On Thu, 2007-10-04 at 14:47 +0200, Markus Gritsch wrote:
> On 10/4/07, Oleg Broytmann <phd@...> wrote:
> > On Thu, Oct 04, 2007 at 01:50:52PM +0200, Markus Gritsch wrote:
> > > In MySQLdb queries are *allowed* to be unicode.
> > I meant - there were a period when SQLObject forces queries to be
> > unicode for MySQLdb 1.2.1+. Is that over now? Do we allow unicode but not
> > enforce it regardless of MySQLdb version?
> Ah, I understand. Well, I have not really an idea :( Maybe it would
> be a good idea to decode the string using self.encoding it was the
> case before removing it... David?
I spent nearly all day working on this.
I have to admit that I don't really understand all of the layers fully.
Here's what I thought this morning, not because I understand what
anything does, but because that's what makes the tests pass:
All queries should be plain strings encoded in various arbitrary and
sometimes conflicting methods.
But this is totally not true. The truth is much more complicated.
Imagine you have a table with one latin-1 column and one utf-8 column,
and you want to update both columns. How are you going to send that to
mysql? You'll might think to send it like this (assuming you want both
to be character 0xf1 ):
"update morx set fleem = '\xf1', baz = '\xc3\xb1';"
Where fleem is the latin-1 column and baz is the utf-8 column. This
doesn't actually work, because MySQL expects you to talk to it in some
fixed charset -- which is set per-connection. And this leads into the
bug that I found:
When a column is encoded in UTF-16, everything goes horribly wrong.
I was thinking this would be pretty easy to fix, but it's not, since
there are so many places that encoding and decoding happen: into
sqlobject, on the column, on the query (formerly) in sqlobject, on the
query in mysqldb, maybe inside the mysql client library, on the mysql
There's this additional connection charset parameter which can differ
from the column charset. The connection charset is what determines how
data is sent into mysql. In the test, UTF-8 happens to work because
treating UTF-8 as Latin-1 (the connection charset) doesn't break
anything roundtrip.

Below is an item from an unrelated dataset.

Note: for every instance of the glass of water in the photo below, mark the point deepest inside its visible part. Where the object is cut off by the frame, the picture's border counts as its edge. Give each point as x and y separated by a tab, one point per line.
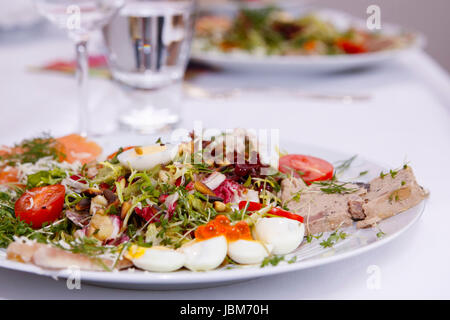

UTF-16 doesn't work, because while we can insert
UTF-16 into a latin-1 string, it doesn't make the whole string UTF-16.
So when we try to convert back, we get latin-1 treated as UTF-16. Not
So you might think that we should just make our connection charset
always utf-8, and then have our columns convert their utf-16 to utf-8.
But the way that MySQLdb sets the charset is via "SET NAMES", which also
sets the collation to the default collation of that charset -- whether
or not that collation works for the charset of your columns! Using SET
CHARACTER SET instead fixes that, but breaks further on -- non-ascii
characters (which are in latin-1) are being inserted into latin-1
columns as '?'. This is probably because when we send them across the
connection, we don't encode them in any way, so they end up treated as
invalid utf-8. You might ask why we don't go back to encoding the whole
query -- that's because then we would be double-encoding the stuff that
really is utf-8 -- and we still don't know what we're converting the
I believe I am going slightly crazy here.
I will think about this some more, but possibly not immediately. In the
meantime, if anyone has any thoughts for how to fix this encoding
madness, they would be appreciated.